News

Lobby Seven’s Empty Plinths To be Replaced Via Competition

2596 plinthcontest
Students sit atop a plinth in the corner of Lobby 7 as pedestrians walk past on Nov. 5. The Class of ’54 will be holding a student contest for designs to sit atop the pedestals, which were left unfinished after Lobby 7 was built in 1939.
Sam Range—The Tech

Unnoticed to thousands of students, faculty, and tourists passing through Lobby 7 every day, MIT’s iconic William Bosworth-designed entrance has sat unfinished since its construction in 1939. Now, the Class of 1954 is preparing a student design contest to fill the four bare pedestals in the corners of the lobby.

The competition, which will officially open in May 2010, is open to MIT students and will award prizes of $10,000, $2,500, and $1,000 to the top three designs in both the undergraduate and graduate student categories. A joint venture of the Class of ’54, the School of Architecture and Planning, and the MIT Museum, the contest will be part of the upcoming “MIT 150” anniversary celebrations.

The four plinths were originally intended to support four sculptures of ancient Greek thinkers Aristotle, Ictinus, Archimedes, and Callicrates, but contest organizers are looking for more MIT-centric submissions.

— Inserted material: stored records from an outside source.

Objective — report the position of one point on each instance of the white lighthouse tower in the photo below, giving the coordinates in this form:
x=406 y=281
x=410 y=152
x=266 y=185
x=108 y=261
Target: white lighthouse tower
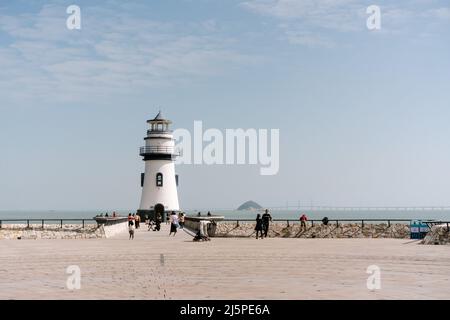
x=159 y=182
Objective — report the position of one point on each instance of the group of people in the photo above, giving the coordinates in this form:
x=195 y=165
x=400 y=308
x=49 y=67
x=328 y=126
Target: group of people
x=263 y=223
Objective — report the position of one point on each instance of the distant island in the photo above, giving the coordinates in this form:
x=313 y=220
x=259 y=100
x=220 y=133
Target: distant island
x=249 y=205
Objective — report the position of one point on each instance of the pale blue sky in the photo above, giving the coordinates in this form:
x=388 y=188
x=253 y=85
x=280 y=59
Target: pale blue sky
x=363 y=115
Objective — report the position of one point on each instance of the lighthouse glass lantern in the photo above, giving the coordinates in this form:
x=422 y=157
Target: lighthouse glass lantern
x=159 y=182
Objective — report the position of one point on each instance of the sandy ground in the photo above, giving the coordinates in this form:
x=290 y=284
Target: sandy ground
x=154 y=266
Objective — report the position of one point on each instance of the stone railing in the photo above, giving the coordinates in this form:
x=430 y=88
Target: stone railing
x=293 y=230
x=104 y=228
x=439 y=234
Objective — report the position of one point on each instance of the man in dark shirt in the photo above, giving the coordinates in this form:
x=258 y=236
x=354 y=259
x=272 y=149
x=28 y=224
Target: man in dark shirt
x=266 y=218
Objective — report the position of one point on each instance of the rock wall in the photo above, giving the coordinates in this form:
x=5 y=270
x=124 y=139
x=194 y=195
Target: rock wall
x=279 y=229
x=438 y=234
x=51 y=231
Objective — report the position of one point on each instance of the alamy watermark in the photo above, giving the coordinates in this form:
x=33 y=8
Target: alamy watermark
x=374 y=280
x=374 y=20
x=73 y=22
x=235 y=146
x=74 y=279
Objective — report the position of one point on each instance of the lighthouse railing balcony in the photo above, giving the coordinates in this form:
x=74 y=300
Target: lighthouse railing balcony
x=156 y=150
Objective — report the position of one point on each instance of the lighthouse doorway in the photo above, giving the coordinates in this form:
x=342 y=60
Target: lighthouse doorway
x=159 y=208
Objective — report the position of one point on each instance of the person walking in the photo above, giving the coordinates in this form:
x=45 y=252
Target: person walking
x=303 y=220
x=181 y=222
x=131 y=230
x=173 y=223
x=158 y=221
x=259 y=226
x=266 y=219
x=138 y=221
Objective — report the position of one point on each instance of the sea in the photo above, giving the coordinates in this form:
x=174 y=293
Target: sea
x=419 y=214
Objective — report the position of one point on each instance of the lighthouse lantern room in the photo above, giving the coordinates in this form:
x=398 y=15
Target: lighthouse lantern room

“This is where we can ask the students — after 150 years — what is the Institute?” said Joseph P. Blake ’54 during yesterday’s kickoff meeting of the Design Competition Committee. “The requirements are very simple — we’re not trying to say what [the design] should be or look like, just that it represent MIT’s spirit of ‘Mens et Manus.’”

The competition will be divided into two phases. The preliminary round, stretching from May 7 to November 5, 2010, requires only the submission of concept drawings. A panel of MIT faculty, Class of ’54 representatives, and MIT-affiliated architects will select about 12 finalists, split evenly between undergrad and graduate submissions.

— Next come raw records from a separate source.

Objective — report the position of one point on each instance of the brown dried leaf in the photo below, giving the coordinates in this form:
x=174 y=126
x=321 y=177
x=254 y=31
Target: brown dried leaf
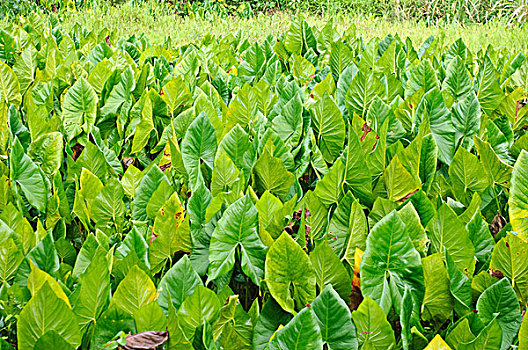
x=146 y=340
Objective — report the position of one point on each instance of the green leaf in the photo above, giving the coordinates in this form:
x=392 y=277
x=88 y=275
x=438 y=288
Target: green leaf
x=335 y=321
x=523 y=335
x=46 y=151
x=108 y=207
x=271 y=318
x=134 y=292
x=390 y=253
x=43 y=313
x=173 y=233
x=236 y=234
x=330 y=270
x=489 y=92
x=458 y=81
x=518 y=201
x=54 y=340
x=499 y=303
x=201 y=306
x=145 y=191
x=287 y=266
x=150 y=318
x=28 y=176
x=447 y=232
x=510 y=257
x=198 y=146
x=438 y=303
x=329 y=128
x=465 y=173
x=432 y=108
x=498 y=172
x=302 y=332
x=348 y=228
x=364 y=88
x=79 y=109
x=372 y=326
x=177 y=284
x=10 y=258
x=271 y=175
x=489 y=338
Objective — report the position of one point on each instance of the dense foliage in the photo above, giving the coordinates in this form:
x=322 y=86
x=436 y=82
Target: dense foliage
x=308 y=191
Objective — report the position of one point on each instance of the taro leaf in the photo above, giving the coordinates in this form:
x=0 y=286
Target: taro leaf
x=236 y=234
x=466 y=119
x=398 y=181
x=10 y=258
x=357 y=175
x=28 y=176
x=44 y=255
x=271 y=318
x=146 y=340
x=172 y=233
x=481 y=237
x=433 y=108
x=145 y=191
x=271 y=175
x=510 y=258
x=53 y=340
x=328 y=127
x=498 y=172
x=458 y=81
x=288 y=267
x=447 y=232
x=302 y=332
x=334 y=319
x=145 y=126
x=201 y=236
x=198 y=145
x=348 y=228
x=489 y=338
x=150 y=318
x=203 y=305
x=46 y=151
x=411 y=219
x=489 y=92
x=437 y=344
x=79 y=109
x=233 y=325
x=438 y=303
x=372 y=326
x=460 y=286
x=329 y=189
x=289 y=123
x=243 y=107
x=363 y=90
x=330 y=270
x=43 y=313
x=499 y=303
x=422 y=76
x=465 y=173
x=134 y=291
x=518 y=202
x=461 y=333
x=93 y=292
x=109 y=325
x=523 y=335
x=108 y=207
x=390 y=254
x=177 y=284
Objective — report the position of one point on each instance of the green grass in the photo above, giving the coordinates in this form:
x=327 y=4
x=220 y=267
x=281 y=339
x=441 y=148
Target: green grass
x=157 y=21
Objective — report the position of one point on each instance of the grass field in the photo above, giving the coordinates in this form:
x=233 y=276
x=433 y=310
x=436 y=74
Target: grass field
x=157 y=21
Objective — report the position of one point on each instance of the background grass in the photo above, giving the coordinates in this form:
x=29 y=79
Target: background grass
x=157 y=20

Each finalist will receive a $400 stipend to develop their concept for public display in the Elliot K. Wolk Gallery before the announcement of the three winning designs in each category on April 15, 2011.

According to MIT President Emeritus Paul E. Gray ’54, President of the Class of ‘54, the competition has been enthusiastically received by the administration, but contest organizers stress that there is no guarantee that a winning design will be erected in Lobby 7. Implementing a design would be at the discretion and pocketbook of the Institute.

A primary goal of the competition is engagement of the student body. “This is a competition for MIT students,” says Mark M. Jarzombek PhD ’86, Associate Dean of the School of Architecture and Planning. “No professional architects, sculptors, Harvard people — just MIT students. That’s what it’s all about.”